The federal district court dismissed Petitioner's claims because (1) some claims involved challenges to the validity of state court decisions, and such review of state court decisions is barred by the Rooker-Feldman doctrine, see D.C. Court of Appeals v. Feldman, 460 U.S. 462 (1983); Rooker v. Fid. Trust Co., 263 U.S. 413 (1923); (2) the Younger doctrine, see Younger v. Harris, 401 U.S. 37 (1971), prohibited the court from considering Petitioner's request for injunctive and declaratory relief in the pending state child custody dispute; (3) as set forth in Lehman v. Lycoming County Children's Serv. Agency, 458 U.S. 502 (1982), the court lacked jurisdiction under 28 U.S.C. § 2254 to consider a collateral attack on a state court judgment terminating parental rights; and (4) the State of Oklahoma, the state agencies, and the state officials sued in their official capacities are entitled to Eleventh Amendment immunity on Petitioner's claims for monetary damages. To the extent that Petitioner had any remaining claims over which the court had jurisdiction, the court ruled that (5) the judges who are parties to the lawsuit have absolute judicial immunity for their judicial actions and (6) Petitioner's civil rights claims based on actions taken between 1988 and 1990 are barred by the two-year statute of limitations applicable to federal civil rights claims brought in Oklahoma. Because of the jurisdictional constraints and the untimeliness of her claims, the district court concluded that it would have been futile to give Petitioner an opportunity to amend her complaint.
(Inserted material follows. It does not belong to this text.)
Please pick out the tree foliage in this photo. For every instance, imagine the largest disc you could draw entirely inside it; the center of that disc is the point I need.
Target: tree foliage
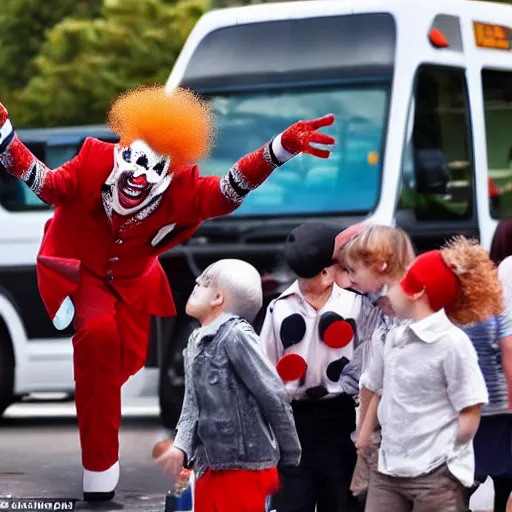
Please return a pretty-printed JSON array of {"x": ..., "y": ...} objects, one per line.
[{"x": 84, "y": 61}]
We have carefully reviewed Petitioner's filings with this court, the district court's order, and the record on appeal. We agree with the district court that for each of Petitioner's claims, either the district court lacked jurisdiction over the claim or Petitioner failed to state a claim upon which relief can be granted. Therefore, for substantially the same reasons set forth in the district court's February 8, 2002 order, we AFFIRM the district court's dismissal of Petitioner's complaint with prejudice. Petitioner's motion for a ruling on her supplemental brief is DENIED; her motion to designate her docketing statement as her opening brief is GRANTED; to the extent that her pleadings can be construed as a motion to supplement the record, that motion is DENIED; and all other motions are DENIED. The mandate shall issue forthwith.